Do Home Depot Workers Get a Commission?

Home Depot workers fall into two tiers; hourly associates and salaried management. Base pay for hourly associates begins at around $11 an hour and can reach as high as $21 an hour based on experience and rank. Department supervisors earn more; the longer you work for the company, the more you’ll gradually earn. 

Salaried store managers can make anywhere from $50,000 to $100,000 a year on average, with some earning considerably more. Manager salary depends upon store profitability, bonuses, and sales. It’s a tough job, and salaried positions tend to take up a lot of a manager’s time and energy. They’re not held to a set schedule or a clock-in-clock-out format and can easily work 12 or more hours per day. 

What Impacts Worker Pay?

How well the store does tends to affect bonuses, pay, hiring, and the availability and rate of raises. For every item a worker helps to sell, he helps himself, his team, and his store to do a little better. The more money a particular store makes, the more likely they are to secure bonuses, and the more profit is available for new hires and better wages. 

So, while workers are not paid a commission for selling high-priced items, the more of these items a worker can sell, the better he will do. Employees who are especially good at securing large sales and interacting well with co-workers and the public are also more likely to be approved for a promotion and move on to supervisory roles. 

How Do Sales Goals Work?

Every store has sales goals they need to meet to be eligible for bonuses. Individual departments also have sales goals that need to be met, and supervisors over those departments can be pressured to meet or exceed these goals, even in smaller stores. The more status you acquire within the company, the more pressure you will likely feel to help increase the store’s profitability. 

While lower-level hourly workers are generally expected to work hard, interact pleasantly with customers, and help sell items, supervisors and managers feel more of a pinch when driving home and surpassing sales goals.
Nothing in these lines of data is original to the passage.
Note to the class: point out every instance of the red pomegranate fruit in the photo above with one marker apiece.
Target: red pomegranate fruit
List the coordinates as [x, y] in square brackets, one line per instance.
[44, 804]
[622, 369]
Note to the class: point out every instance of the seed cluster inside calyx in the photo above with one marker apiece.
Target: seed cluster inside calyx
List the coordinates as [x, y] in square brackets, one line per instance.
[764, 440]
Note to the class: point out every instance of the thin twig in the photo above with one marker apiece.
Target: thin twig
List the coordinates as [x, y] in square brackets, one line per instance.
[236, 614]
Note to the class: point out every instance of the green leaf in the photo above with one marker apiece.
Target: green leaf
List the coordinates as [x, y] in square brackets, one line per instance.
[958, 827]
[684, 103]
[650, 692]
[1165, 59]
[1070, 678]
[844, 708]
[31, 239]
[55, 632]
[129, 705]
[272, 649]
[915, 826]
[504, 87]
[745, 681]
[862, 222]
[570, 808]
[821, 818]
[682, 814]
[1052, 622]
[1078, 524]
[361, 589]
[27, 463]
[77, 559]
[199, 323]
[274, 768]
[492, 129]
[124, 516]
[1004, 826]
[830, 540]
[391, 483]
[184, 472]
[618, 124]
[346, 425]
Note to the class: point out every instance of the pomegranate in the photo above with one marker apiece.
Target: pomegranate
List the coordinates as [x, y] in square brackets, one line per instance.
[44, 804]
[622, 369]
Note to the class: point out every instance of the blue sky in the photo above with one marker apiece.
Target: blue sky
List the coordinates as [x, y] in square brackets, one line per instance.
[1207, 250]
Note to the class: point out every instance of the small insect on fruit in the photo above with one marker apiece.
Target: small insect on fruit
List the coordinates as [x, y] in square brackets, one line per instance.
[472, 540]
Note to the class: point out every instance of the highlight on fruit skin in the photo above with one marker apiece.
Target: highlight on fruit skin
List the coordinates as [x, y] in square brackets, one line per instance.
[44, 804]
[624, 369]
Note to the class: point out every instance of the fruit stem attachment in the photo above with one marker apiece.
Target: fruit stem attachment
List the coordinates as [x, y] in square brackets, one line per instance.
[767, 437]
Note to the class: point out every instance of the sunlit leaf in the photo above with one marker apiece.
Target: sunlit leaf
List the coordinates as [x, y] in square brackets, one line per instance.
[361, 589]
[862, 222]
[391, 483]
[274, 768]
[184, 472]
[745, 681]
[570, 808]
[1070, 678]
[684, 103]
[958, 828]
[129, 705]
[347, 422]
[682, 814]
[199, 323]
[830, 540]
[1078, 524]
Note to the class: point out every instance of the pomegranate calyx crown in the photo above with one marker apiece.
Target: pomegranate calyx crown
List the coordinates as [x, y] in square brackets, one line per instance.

These goals are set by corporate, communicated to store management, and then presented to supervisors.

While the supervisor himself doesn’t get a commission for his department selling higher-priced items, or large volumes, he will experience greater job security, better bonuses, better raises, and may be able to request more hires for his department, should the budget allow for it. 

Can Workers Negotiate for Raises?

In some cases, if management is willing, Home Depot employees can successfully negotiate for higher hourly wages and better hours. This is often dependent on how long the employee has been with the company, individual work ethic, attitude, and the willingness of a manager to concede to the employee’s requests. 

Some workers have negotiated raises of an additional $2 per hour, which helps them have a very good rapport with management, supervisors, and co-workers. If management feels a worker is deserving and valuable, they’re more likely to approve a pay raise or meet the worker halfway. Most employees, though, will find that they’re more likely to get a raise annually in light of positive performance reviews or company-wide pay increases. 


While home depot employees are not paid a commission for the items they sell, they may receive bonuses or raises based on how well their store or department does. Individual employees can receive better raises based on performance, longevity, and value to the store. 

Department supervisors have sales goals they must meet, and failing to meet them can decrease their job security. On the other hand, especially hard-working and valuable employees can negotiate with management for better pay. Store managers typically receive a bonus based on how well their store performs, earning anywhere from $50,000 and beyond on average.